MixedNuts comments on So You Want to Save the World - Less Wrong

41 Post author: lukeprog 01 January 2012 07:39AM

You are viewing a comment permalink. View the original post to see all comments and the full post content.

Comments (146)

You are viewing a single comment's thread. Show more comments above.

Comment author: TheOtherDave 05 January 2012 03:00:45PM 2 points [-]

It is impossible for me to predict how a sufficiently complex system will react to most things. Heck, I can't even predict my dog's behavior most of the time. But there are certain things I know she values, and that means I can make certain predictions pretty confidently: she won't turn down a hot dog if I offer it, for example.

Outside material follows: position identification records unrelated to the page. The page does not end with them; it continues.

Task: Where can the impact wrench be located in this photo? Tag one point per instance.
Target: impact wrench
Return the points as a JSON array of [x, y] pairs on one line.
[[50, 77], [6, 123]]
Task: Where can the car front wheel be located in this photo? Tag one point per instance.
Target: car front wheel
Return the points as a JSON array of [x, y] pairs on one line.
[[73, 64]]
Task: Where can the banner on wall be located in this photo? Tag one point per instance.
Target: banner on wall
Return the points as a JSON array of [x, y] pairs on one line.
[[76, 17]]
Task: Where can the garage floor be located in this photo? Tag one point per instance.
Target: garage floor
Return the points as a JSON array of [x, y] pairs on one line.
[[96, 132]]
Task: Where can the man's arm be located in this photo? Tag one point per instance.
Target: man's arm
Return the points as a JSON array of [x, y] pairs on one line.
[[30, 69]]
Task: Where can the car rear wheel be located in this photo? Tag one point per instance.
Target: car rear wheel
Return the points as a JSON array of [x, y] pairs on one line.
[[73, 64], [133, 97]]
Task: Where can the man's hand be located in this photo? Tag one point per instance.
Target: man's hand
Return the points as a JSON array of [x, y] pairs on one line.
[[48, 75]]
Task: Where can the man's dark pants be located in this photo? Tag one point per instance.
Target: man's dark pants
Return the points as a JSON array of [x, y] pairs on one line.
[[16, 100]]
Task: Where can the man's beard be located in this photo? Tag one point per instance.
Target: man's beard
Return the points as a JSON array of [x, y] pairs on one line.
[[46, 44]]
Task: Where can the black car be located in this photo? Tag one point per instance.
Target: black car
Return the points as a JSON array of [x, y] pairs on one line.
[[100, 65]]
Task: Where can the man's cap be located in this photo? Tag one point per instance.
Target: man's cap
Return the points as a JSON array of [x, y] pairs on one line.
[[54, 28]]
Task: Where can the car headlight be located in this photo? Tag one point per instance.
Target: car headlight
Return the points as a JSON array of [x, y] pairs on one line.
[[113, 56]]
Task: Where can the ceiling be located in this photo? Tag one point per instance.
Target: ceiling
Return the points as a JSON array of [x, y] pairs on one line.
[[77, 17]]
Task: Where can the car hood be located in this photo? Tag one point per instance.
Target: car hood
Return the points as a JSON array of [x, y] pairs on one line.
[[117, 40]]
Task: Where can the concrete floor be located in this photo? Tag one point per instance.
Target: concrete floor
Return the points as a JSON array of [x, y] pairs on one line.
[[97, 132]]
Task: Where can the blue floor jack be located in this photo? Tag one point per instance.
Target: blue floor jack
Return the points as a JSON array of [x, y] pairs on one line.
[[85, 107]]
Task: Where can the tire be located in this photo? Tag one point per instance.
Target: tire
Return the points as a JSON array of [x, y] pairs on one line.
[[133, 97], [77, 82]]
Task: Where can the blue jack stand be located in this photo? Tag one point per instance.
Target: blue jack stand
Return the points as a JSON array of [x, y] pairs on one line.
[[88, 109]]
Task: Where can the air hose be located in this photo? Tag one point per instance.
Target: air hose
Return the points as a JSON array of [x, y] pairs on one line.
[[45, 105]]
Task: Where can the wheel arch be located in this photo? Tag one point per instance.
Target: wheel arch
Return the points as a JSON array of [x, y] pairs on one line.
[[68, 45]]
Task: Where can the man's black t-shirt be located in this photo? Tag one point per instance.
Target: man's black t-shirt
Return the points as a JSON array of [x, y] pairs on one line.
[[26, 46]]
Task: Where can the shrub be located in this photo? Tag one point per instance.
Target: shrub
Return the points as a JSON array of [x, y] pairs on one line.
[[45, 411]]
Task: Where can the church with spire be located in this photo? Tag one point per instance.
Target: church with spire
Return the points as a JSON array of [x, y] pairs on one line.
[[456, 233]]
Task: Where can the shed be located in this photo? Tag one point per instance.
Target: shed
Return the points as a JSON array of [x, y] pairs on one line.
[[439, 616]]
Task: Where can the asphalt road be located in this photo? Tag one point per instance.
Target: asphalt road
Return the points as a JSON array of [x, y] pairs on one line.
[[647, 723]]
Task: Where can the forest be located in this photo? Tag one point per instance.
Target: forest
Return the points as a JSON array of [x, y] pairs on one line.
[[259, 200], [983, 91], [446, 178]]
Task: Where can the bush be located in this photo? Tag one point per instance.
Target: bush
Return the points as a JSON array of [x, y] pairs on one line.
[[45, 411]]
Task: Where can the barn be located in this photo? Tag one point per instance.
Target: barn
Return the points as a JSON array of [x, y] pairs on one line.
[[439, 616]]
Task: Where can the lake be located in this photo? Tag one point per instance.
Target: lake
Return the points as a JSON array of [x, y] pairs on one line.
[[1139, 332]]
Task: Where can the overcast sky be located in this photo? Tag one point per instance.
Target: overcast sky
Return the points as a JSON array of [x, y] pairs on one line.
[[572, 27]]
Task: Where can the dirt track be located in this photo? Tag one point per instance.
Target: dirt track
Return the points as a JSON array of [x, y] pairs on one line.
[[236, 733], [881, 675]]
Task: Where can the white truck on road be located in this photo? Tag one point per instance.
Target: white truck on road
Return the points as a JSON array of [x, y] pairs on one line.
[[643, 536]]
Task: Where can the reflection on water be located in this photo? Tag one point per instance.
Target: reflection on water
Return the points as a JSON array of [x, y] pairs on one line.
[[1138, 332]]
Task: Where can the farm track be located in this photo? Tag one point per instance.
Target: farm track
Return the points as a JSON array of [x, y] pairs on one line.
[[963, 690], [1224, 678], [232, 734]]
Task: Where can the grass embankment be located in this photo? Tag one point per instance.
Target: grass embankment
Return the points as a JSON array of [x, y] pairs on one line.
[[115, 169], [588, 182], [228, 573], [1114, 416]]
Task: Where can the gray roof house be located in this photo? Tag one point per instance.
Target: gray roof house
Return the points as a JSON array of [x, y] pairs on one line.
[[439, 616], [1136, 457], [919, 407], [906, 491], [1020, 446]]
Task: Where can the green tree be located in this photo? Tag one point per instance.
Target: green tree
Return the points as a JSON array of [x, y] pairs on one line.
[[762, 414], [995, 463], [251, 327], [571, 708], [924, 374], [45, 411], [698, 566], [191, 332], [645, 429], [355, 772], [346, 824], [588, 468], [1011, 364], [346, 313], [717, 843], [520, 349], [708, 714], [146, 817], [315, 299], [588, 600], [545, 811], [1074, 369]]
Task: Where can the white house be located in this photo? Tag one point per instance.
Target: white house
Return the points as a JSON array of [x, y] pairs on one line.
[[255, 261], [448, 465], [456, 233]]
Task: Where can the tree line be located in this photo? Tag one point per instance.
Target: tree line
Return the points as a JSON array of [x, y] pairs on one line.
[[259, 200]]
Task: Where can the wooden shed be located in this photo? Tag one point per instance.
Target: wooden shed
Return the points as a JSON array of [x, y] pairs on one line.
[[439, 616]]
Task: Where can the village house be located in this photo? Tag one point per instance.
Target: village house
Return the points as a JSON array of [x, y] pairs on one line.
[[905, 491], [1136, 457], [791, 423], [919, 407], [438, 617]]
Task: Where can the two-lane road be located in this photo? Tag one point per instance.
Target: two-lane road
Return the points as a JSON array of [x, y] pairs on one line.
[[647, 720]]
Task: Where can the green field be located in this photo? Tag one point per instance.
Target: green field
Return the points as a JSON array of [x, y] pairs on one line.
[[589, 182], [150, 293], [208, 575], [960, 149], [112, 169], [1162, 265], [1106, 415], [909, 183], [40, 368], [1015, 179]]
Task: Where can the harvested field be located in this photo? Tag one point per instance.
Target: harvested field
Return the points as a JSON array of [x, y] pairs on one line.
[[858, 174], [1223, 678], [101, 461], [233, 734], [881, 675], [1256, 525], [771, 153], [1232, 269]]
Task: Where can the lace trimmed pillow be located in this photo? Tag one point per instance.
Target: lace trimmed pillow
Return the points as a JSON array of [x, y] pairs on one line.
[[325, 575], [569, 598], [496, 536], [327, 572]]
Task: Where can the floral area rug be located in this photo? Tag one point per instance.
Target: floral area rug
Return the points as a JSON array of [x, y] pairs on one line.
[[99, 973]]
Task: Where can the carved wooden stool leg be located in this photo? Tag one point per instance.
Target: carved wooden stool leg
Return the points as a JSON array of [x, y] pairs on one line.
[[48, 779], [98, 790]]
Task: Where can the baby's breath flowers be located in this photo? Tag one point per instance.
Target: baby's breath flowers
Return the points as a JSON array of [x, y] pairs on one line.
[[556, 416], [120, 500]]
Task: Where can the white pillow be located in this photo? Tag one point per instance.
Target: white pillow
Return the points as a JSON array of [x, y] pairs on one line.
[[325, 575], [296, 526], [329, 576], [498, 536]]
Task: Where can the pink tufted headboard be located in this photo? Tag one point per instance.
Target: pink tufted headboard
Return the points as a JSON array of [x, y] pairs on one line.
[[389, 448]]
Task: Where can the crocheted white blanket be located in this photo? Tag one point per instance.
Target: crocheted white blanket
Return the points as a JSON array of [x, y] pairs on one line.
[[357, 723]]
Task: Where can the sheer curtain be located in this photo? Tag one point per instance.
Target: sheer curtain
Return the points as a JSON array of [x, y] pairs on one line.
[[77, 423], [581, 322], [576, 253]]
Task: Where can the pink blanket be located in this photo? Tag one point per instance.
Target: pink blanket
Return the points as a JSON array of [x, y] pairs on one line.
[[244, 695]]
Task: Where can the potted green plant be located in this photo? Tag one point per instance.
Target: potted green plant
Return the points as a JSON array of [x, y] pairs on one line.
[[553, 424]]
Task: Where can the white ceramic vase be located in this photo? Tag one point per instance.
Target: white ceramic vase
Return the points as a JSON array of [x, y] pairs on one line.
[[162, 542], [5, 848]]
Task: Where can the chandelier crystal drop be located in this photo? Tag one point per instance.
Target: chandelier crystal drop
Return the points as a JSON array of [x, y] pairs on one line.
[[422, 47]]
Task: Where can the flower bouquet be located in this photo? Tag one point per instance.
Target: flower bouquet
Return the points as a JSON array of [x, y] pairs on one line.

That's true more generally as well: knowing what a system values allows me to confidently make certain broad classes of predictions about it. If a superintelligent system wants me to suffer, for example, I can't predict what it's going to do, but I can confidently predict that I will suffer.

Comment author: Dwelle 05 January 2012 08:30:44PM 0 points [-]

Yea, I get it... I believe, though, that it's impossible to create an AI (self-aware, learning) that has set values, that can't change - more importantly, I am not even sure if its desired (but that depends what our goal is - whether to create AI only to perform certain simple tasks or whether to create a new race, something that precedes us (which WOULD ultimately mean our demise, anyway))

Comment author: MixedNuts 05 January 2012 08:48:05PM 1 point [-]

it's impossible to create an AI (self-aware, learning) that has set values, that can't change

Why? Do you think paperclip maximizers are impossible?

whether to create AI only to perform certain simple tasks or whether to create a new race

You don't mean that as a dichotomy, do you?

Comment author: Dwelle 06 January 2012 10:21:08PM -1 points [-]

Why? Do you think paperclip maximizers are impossible?

Yes, right now I think it's impossible to create self-improving, self-aware AI with fixed values. I never said that paperclip maximizing can't be their ultimate life goal, but they could change it anytime they like.

You don't mean that as a dichotomy, do you?

No.

Comment author: dlthomas 06 January 2012 10:54:06PM *  2 points [-]

I never said that paperclip maximizing can't be their ultimate life goal, but they could change it anytime they like.

This is incoherent. If X is my ultimate life goal, I never like to change that fact outside quite exceptional circumstances that become less likely with greater power (like "circumstances are such that X will be maximized if I am instead truly trying to maximize Y"). This is not to say that my goals will never change, but I will never want my "ultimate life goal" to change - that would run contrary to my goals.

Comment author: Dwelle 07 January 2012 09:38:05PM 0 points [-]

That's why I said, that they can change it anytime they like. If they don't desire the change, they won't change it. I see nothing incoherent there.

Comment author: dlthomas 08 January 2012 08:00:55PM 1 point [-]

This is like "X if 1 + 2 = 5". Not necessarily incorrect, but a bizarre statement. An agent with a single, non-reflective goal cannot want to change its goal. It may change its goal accidentally, or we may be incorrect about what its goals are, or something external may change its goal, or its goal will not change.

Comment author: Dwelle 08 January 2012 10:02:08PM 0 points [-]

I don't know, perhaps we're not talking about the same thing. It won't be an agent with a single, non-reflective goal, but an agent billion times more complex than a human; and all I am saying is, that I don't think it will matter much, whether we imprint in it a goal like "don't kill humans" or not. Ultimately, the decision will be its own.

Comment author: MixedNuts 07 January 2012 09:45:40PM 1 point [-]

So it can change in the same way that you can decide right now that your only purposes will be torturing kittens and making giant cheesecakes. It can-as-reachable-node-in-planning do it, not can-as-physical-possibility. So it's possible to build entities with paperclip-maximizing or Friendly goals that will never in fact choose to alter them, just like it's possible for me to trust you won't enslave me into your cheesecake bakery.

Comment author: Dwelle 07 January 2012 09:54:34PM 0 points [-]

Sure, but I'd be more cautious at assigning probabilities of how likely it's for a very intelligent AI to change its human-programmed values.